DC Court of Appeals Rules on EPA’s Latest Effort to Regulate Recycling of Hazardous Secondary Materials


The first Resource Conservation and Recovery Act ( RCRA) solid waste definitional decision, the celebrated American Mining Congress v. EPA case, was decided exactly 30 years ago, and it reverberates to this day.

In American Petroleum Institute v. EPA, decided by the U.S. Court of Appeals for the District of Columbia on July 7, 2017, the Court of Appeals reviews the Environmental Protection Agency’s (EPA) latest effort to regulate the recycling of hazardous secondary materials in a way that is consistent with the RCRA. RCRA provides that only truly discarded materials can be solid wastes and perhaps regulated hazardous wastes. The Court of Appeals has now handed down its opinion, which, as befits RCRA, is very complex.

This is another decision that illustrates the powerful role the federal courts play in the proper interpretation of the environmental laws that apply to many industries, including the real estate and construction industries.

In 2008, EPA issued a rule that would relax certain recycling restrictions as being counterproductive because they subjected legitimate recycling practices to stringent RCRA hazardous waste regulation. One of the stated goals of RCRA is to promote legitimate recycling activities, but this has been a very difficult task for the EPA in view of the statutory definition of solid waste.

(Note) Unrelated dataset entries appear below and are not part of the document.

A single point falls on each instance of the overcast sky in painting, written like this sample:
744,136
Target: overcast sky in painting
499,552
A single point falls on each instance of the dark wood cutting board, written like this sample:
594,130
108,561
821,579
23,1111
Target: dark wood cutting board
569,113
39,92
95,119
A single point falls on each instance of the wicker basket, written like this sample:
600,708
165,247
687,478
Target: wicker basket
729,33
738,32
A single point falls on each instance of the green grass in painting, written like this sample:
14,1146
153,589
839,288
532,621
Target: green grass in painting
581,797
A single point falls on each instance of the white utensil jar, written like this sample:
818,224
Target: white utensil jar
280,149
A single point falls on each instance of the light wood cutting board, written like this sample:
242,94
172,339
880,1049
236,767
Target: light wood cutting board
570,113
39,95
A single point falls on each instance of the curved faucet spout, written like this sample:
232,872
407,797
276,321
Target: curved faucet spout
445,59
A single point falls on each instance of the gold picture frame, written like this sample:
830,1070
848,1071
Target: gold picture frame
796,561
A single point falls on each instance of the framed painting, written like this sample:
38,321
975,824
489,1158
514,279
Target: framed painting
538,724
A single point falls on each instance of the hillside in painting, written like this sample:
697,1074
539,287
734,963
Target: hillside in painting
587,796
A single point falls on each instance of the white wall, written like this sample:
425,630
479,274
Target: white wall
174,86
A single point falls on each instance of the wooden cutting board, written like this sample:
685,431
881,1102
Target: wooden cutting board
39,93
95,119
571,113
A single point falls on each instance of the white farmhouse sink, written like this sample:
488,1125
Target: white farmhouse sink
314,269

With the change of Presidential administrations, the 2008 rule was reviewed by the new officials at EPA and, in 2015, EPA’s revised RCRA recycling rules were issued, which considerably tightened the standards. The revised RCRA recycling rules were published at 80 F.R. 1694 on January 13, 2015. These rules were challenged by industry, and a number of environmental organizations which argued that EPA still went too far in relaxing its rules.

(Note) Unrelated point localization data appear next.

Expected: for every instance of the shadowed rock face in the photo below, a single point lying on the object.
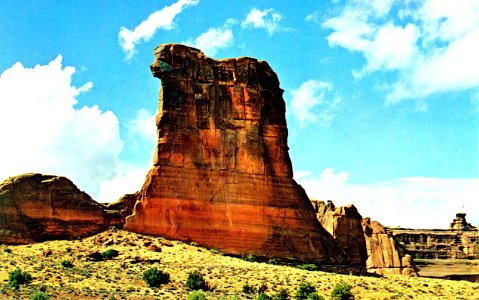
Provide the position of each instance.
(222, 175)
(344, 224)
(36, 207)
(385, 255)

In essentially a 2 to 1 decision, the Court of Appeals (a) upheld most of EPA’s new “legitimate recycling criteria,” set forth at 40 C.F.R. § 260.43(a), except for factor 4 which the Court of Appeals held imposed unacceptably “draconian” conditions on recyclers; (b) vacated the Verified Recycler Exclusion set forth at 40 C.F.R. § 261.1(a)(24) with some exceptions; with some exceptions; (c) reinstated the 2008 “Transfer-based Exclusion” and vacated a recycling bar that affected spent catalysts. The arguments of the environmental petitioners were rejected, as was industry’s argument, mistaken according to the Court of Appeals , that the legitimacy factors should also be vacated as to Used Oil Recycling. The Court of Appeals describes secondary materials as “substances generated as the remainder of industrial processes: they include spent materials, byproducts and sludges.” The EPA’s 2008 rule excluded recyclable hazardous secondary materials from the definition of solid waste if the company that generated the material controlled the recycling processes or if the generating company transferred the materials to a third party off-site recycler it had carefully audited to ensure compliance with appropriate recycling practices.

The replacement rule issued in 2015 made a number of changes to the 2008 rule, but only four were litigated:

  1. the revision and expansion of the ”legitimacy factors” EPA uses to police “sham recycling” operations that are in truth another way to dispose of discarded materials;
  2. making “spent catalysts amenable to its own exclusion from strict RCRA hazardous waste regulation;
  3. deferring for another time whether to subject all previous regulatory exclusions (of which there are more than twenty) to the new 2015 conditions; and
  4. replacing the 2008 Transfer-based exclusion with the “Verified Recycler Exclusion.”

According to the Court of Appeals, all the parties agreed that some form of legitimate third party reclamation would be consistent with the statute, but EPA’s new advance administrative approval requirements were not adequately justified as required by the Administrative Procedure Act and many decisions of the DC Circuit.